A vital announcement has been shelved about more spending cuts that local authorities like Tower Hamlets Council are facing in the New Year because of what the mayor calls “the government’s Brexit mess”.

Communities secretary James Brokenshire was to have given details of the annual finance settlement.

But the government cancelled the statement and told local authorities they would not be told about their budget cuts until after the Commons vote on Theresa May’s Brexit deal.

The Prime Minister, who now faces a leadership challenge, cancelled yesterday’s vote on her Brussels deal in the face of a predicted overwhelming defeat.

But there has still been no word from Whitehall on the provisional settlement that town halls need to plan ahead.

“We’re calling on the government to recognise that council budgets cannot be easy targets for cuts,” Mayor John Biggs said.

“The cuts we face have a serious impact on households and delaying the funding announcement only piles on the pressure.

“The delay is evidence that the day-to-day impact of Brexit is not hypothetical—it’s real and it matters.”

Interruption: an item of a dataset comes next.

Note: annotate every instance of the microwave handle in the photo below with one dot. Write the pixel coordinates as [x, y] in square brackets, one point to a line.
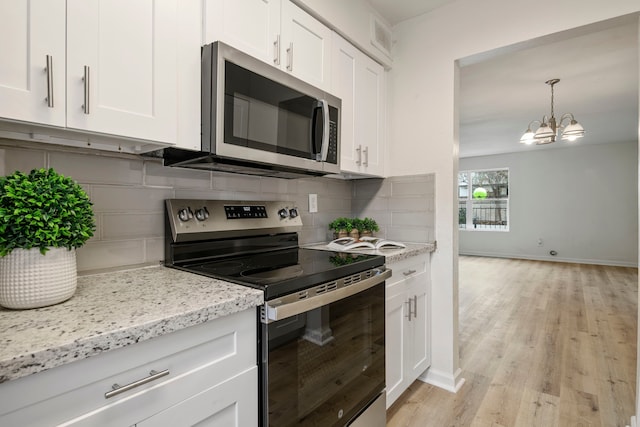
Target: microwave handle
[324, 148]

Critics claim the government is “trapped in a crisis of its own making over the botched Brexit negotiations” and are worried that it is “neglecting the needs of the country”.

Money for public services was now running out fast, according to the Local Government Association.

Tower Hamlets has been hit by £148m cuts to public services since 2010, a 64 per cent loss. A further £44m is having to be axed from its budget in the next three years, it is predicted. The gaps include frontline services like care for the elderly and tackling homelessness.